Yes, but in 2022 they need to flip only six seats to win the House back, and one seat to win the Senate back.
* Their two leaders, Mitch McConnell and Kevin McCarthy, are hamstrung by corporate blacklisting of their election-denying members.

* The GOP brand is radioactive for a huge chunk of America.

* The corporate bans on giving to the 147 House and Senate Republicans who voted against election certification are growing and virtually certain to hold.
We have no emprical evidence -- not a single poll -- suggesting that "the GOP brand is radioactive" for a larger number of people than felt that way before January 6, or on November 3. The Trump brand may be radioactive -- although as the memories of the Capitol riot fade, that could easily cease to be true -- but we know nothing about the public's impression of the GOP as a whole.

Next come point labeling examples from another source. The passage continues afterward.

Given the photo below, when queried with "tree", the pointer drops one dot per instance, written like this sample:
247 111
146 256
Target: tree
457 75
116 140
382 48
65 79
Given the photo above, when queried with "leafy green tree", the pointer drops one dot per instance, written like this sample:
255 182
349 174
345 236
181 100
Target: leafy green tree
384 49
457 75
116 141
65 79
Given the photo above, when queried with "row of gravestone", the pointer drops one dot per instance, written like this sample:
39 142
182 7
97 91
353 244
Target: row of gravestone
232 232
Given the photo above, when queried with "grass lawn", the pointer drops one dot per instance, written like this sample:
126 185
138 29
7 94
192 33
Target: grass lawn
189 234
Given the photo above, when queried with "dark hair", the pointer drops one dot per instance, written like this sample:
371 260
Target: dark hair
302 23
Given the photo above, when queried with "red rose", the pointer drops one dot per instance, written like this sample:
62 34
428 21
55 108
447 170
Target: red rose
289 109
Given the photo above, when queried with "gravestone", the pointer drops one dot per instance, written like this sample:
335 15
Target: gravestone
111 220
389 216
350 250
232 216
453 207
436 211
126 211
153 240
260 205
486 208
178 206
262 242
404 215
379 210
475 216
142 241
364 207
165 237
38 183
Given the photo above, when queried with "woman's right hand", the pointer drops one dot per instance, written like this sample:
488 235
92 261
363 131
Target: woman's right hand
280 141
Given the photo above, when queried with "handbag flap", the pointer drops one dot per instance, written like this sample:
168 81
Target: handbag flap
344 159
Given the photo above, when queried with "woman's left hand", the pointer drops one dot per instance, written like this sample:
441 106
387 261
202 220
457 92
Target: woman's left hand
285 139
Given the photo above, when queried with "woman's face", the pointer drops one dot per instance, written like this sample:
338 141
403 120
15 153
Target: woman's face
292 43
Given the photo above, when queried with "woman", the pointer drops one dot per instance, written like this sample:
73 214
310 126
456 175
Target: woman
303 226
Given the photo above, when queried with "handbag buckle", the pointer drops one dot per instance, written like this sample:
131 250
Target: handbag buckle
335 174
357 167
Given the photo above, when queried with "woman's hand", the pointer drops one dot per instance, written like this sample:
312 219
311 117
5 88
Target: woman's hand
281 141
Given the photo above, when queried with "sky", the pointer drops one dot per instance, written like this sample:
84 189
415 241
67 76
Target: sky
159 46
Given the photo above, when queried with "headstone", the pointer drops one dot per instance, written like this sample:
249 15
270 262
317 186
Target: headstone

And I think VandeHei is wrong about the corporate boycotts of certification challengers. Again, as the memories of January 6 fade, I expect corporations to give the way they always have.
... * Democrats crushed [Republicans] in fundraising when they were out of power. Imagine their edge with it.
Democrats crushed Republicans in fundraising because Democratic voters with disposal income despise Donald Trump. The party has to prove that it can sustain that level of fundraising now that Trump is gone.
* Sheldon Adelson, the party's biggest donor, died Monday.
Yes, but as The Guardian reported in 2019, his wife, who's alive and well, appears to have been the driving force behind the couple's political giving:
Evidence suggests that she is the driver in the couple’s political and philanthropic activities, whether pushing for the relocation of the US embassy to Jerusalem from Tel Aviv or donating an unprecedented $113m to this year’s midterm elections

“Everybody says it’s Sheldon, but it’s Miriam,” says Michael Cherry, the associate chief justice of the Nevada supreme court, who sits on the board of the Las Vegas methadone clinic that the Adelsons founded.
More:
* The NRA is weaker than it has ever been, after massive leadership scandals.
Legal and financial woes might really doom the NRA, but we learned today that it's reincorporating in Texas. When the idea of a move to Texas was first brought up (by Donald Trump) last summer, the state's attorney general and lieutenant governor seemed delighted:


* The U.S. Chamber of Commerce, once controlled by rock-ribbed Republicans, also gave to Democrats in 2020.
The Chamber endorsed 23 first-term Democrats, but it endorsed more first-term Republicans -- 29 of them. And it didn't get a number of those Democratic endorsees reelected: Xochitl Torres Small of New Mexico, Joe Cunningham of South Carolina, Kendra Horn of Oklahoma, TJ Cox and Harley Rouda of California, and Ben McAdams of Utah all lost, while Anthony Brindisi of New York appears to have also been defeated (by 19 votes).

I'd love to believe that the Republican Party is broken and will suffer further losses in 2022. I'd be thrilled if memories of the Trump presidency put an end to its hold on white voters outside cities and upmarket suburbs. But I need to see a lot more evidence of these changes before I'm ready to believe.

*****

UPDATE: Well, there you go:



Pfizer won't give to the 147 House members ... for six months. After that? "We will review our decision" -- meaning they'll drop the boycott.